Different row count between raw data from ga4 and base_ga4__events

Closed this issue · 2 comments

Background: I'm currently using this package to generate session based data based on ga4 events raw data. In order to migrate our company old data marts to use ga4 data.
Problem Statement: as the title says.
Steps to Reproduce: Run this package and use your own raw data. check and compare count of raw table and base_ga4__events
Expected: the rows have same count
Actual Behavior: around 200k rows or 0.4% data points are missing.

Any info is there any configuration missing?

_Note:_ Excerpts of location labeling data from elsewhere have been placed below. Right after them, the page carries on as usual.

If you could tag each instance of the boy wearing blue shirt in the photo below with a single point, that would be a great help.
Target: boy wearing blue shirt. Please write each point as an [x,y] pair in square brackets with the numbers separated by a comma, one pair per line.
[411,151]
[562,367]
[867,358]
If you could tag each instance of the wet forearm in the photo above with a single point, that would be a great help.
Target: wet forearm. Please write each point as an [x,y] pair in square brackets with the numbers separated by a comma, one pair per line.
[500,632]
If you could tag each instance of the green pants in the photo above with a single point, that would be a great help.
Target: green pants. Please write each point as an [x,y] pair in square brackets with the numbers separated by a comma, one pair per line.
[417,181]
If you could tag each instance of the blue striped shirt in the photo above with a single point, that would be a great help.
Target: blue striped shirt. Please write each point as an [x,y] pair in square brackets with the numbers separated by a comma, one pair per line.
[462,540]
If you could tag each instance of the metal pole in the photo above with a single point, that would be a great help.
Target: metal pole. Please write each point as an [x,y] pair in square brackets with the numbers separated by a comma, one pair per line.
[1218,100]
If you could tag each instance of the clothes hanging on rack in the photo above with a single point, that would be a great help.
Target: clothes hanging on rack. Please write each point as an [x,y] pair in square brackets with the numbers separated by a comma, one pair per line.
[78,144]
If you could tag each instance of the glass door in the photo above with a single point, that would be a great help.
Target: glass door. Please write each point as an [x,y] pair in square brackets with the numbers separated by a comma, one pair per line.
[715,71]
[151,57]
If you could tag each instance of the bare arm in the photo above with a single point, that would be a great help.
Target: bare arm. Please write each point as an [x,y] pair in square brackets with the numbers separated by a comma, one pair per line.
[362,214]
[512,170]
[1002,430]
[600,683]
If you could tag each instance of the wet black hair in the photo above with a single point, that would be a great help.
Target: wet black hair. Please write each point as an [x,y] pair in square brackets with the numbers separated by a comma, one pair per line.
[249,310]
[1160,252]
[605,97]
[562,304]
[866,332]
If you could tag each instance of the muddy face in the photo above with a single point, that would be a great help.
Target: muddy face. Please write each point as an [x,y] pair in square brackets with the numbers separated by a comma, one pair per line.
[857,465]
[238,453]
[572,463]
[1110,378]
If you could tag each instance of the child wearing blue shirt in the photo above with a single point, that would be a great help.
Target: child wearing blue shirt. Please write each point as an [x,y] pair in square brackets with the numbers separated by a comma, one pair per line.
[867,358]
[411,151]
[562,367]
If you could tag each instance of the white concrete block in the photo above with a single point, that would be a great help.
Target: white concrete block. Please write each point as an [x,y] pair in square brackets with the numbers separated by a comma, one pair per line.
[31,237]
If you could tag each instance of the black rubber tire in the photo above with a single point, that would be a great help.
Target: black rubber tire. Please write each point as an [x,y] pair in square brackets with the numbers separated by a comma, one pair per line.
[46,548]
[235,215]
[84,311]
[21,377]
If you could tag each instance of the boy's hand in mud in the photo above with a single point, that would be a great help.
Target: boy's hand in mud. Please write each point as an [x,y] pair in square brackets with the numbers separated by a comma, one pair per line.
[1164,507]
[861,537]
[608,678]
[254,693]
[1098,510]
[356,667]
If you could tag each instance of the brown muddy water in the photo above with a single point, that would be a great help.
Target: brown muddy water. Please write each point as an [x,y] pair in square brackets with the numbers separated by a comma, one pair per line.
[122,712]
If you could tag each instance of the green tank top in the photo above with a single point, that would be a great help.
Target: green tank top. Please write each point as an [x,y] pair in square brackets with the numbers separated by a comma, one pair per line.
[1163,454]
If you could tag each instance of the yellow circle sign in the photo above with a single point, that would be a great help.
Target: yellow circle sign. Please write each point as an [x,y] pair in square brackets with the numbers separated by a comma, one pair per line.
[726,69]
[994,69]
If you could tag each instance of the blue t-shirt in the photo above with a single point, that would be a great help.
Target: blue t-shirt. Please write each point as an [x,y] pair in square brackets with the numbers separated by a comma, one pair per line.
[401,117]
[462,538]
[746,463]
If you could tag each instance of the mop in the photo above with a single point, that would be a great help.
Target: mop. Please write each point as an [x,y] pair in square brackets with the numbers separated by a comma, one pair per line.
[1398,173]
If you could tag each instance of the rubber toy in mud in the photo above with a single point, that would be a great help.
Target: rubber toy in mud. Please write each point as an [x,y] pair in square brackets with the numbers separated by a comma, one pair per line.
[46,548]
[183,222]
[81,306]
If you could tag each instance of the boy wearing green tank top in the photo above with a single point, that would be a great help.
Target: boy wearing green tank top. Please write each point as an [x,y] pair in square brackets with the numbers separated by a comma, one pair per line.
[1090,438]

I only add config below in my dbt projects

    start_date: "20240118" # Earliest date to load
    static_incremental_days: 3 # Number of days to scan and reprocess on each run
    query_parameter_exclusions: ["gclid","fbclid","_ga"] 
    query_parameter_extraction: ["gclid","fbclid","keyword"] 
      - user_property_name: "some_property_name"
         value_type: "string_value"

Hi @tegardp , there is no expectation that the row counts should match. We dedupe events based on the parameters listed here:

qualify row_number() over(partition by event_date_dt, stream_id, user_pseudo_id, session_id, event_name, event_timestamp, to_json_string(ARRAY(SELECT params FROM UNNEST(event_params) AS params ORDER BY key))) = 1

So it is normal to have fewer events in the base model than in the raw data.

yea I'm aware of that line of code.

But actually if I remove that line of code. The value match with the Google Analytics One. Meanwhile, If I keep that line, there's bound to have some discrepancies :/